= Albert Hakim =

Iranian businessman

Albert A. Hakim (July 16, 1936 - April 25, 2003) was an Iranian-American businessman and a figure in the Iran-Contra affair.

Born into an Iranian Jewish family, Hakim attended California Polytechnic Institute for three years, beginning in 1955. Back in Iran, he established an export business specializing in advanced technologies, and in avoiding export restrictions related to them. He became persona non grata in Iran after the Islamic Revolution.

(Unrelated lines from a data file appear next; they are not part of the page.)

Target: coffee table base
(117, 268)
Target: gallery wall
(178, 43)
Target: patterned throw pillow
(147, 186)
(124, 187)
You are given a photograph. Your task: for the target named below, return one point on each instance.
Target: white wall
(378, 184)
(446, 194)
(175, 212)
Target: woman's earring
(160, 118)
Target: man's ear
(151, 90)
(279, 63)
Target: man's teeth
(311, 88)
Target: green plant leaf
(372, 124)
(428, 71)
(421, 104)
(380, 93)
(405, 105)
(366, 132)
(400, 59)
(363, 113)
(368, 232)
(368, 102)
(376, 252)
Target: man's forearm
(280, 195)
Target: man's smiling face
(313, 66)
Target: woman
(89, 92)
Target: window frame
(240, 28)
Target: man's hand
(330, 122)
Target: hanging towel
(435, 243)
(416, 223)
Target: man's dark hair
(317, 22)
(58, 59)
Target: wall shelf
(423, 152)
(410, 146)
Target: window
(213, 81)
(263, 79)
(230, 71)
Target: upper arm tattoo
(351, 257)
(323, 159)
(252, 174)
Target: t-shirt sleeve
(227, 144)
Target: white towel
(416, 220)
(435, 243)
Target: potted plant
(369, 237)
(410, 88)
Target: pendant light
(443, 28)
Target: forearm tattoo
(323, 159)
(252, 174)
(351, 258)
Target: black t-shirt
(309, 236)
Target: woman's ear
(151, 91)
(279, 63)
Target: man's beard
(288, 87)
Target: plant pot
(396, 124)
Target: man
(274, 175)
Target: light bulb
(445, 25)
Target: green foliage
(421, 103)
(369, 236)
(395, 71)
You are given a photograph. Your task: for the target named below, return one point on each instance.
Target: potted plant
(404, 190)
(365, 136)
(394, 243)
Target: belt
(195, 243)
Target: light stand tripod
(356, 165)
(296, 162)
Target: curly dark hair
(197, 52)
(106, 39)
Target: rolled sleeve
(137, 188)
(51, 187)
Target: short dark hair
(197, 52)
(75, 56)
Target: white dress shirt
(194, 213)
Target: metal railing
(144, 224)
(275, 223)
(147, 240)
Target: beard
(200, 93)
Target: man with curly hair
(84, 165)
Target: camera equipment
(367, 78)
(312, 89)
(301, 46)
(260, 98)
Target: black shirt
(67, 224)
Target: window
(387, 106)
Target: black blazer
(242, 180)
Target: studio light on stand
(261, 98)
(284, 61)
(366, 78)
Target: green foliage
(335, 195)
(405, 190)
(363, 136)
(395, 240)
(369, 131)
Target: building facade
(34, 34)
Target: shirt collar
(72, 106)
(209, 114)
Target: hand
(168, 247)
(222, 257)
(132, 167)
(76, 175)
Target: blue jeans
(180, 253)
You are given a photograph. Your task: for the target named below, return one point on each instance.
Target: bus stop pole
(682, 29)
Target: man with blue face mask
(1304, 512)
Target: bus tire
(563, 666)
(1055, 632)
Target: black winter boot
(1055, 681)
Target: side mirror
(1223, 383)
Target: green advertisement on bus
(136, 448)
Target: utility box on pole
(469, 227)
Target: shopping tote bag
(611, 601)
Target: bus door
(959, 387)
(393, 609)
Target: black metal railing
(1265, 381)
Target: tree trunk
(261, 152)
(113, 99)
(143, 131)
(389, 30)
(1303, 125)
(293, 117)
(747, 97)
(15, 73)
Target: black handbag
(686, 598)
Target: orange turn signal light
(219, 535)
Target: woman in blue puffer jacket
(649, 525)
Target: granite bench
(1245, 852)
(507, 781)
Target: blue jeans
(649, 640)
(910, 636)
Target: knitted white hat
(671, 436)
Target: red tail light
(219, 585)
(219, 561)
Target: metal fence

Hakim was credited with negotiating a nine-point plan known as the "Hakim Accords", in which he negotiated the release of David P. Jacobsen, an American hostage held by the Islamic Republic of Iran from the Iran Hostage Crisis. Democratic Representative Ed Jenkins called the plan the "Hakim Accords". Later, during Hakim's trial for his role in the Iran-Contra affair, Jacobsen wrote a letter in Hakim's defense in which he stated: "I would be in my fifth year of captivity had it not been for his [Hakim's] extraordinary efforts in negotiating with the Iranian representatives. Other American negotiators had given up, but Mr. Hakim continued."

Hakim moved to California in the early 1980s, and in 1983 established Stanford Technology Trading Group International (STTGI) with retired Air Force Major General Richard Secord. STTGI subsequently became involved in illegal covert operations to supply the Nicaraguan contras, as part of the Iran-Contra affair. For his part in the matter, Hakim was charged with five felonies, which were dismissed, and subsequently pleaded guilty in a plea bargain to a misdemeanor, and was sentenced to probation and a fine of $5000.

Hakim died of a brain aneurysm in 2003, aged 66, Inchon, South Korea, where he had moved to be near his wife's family.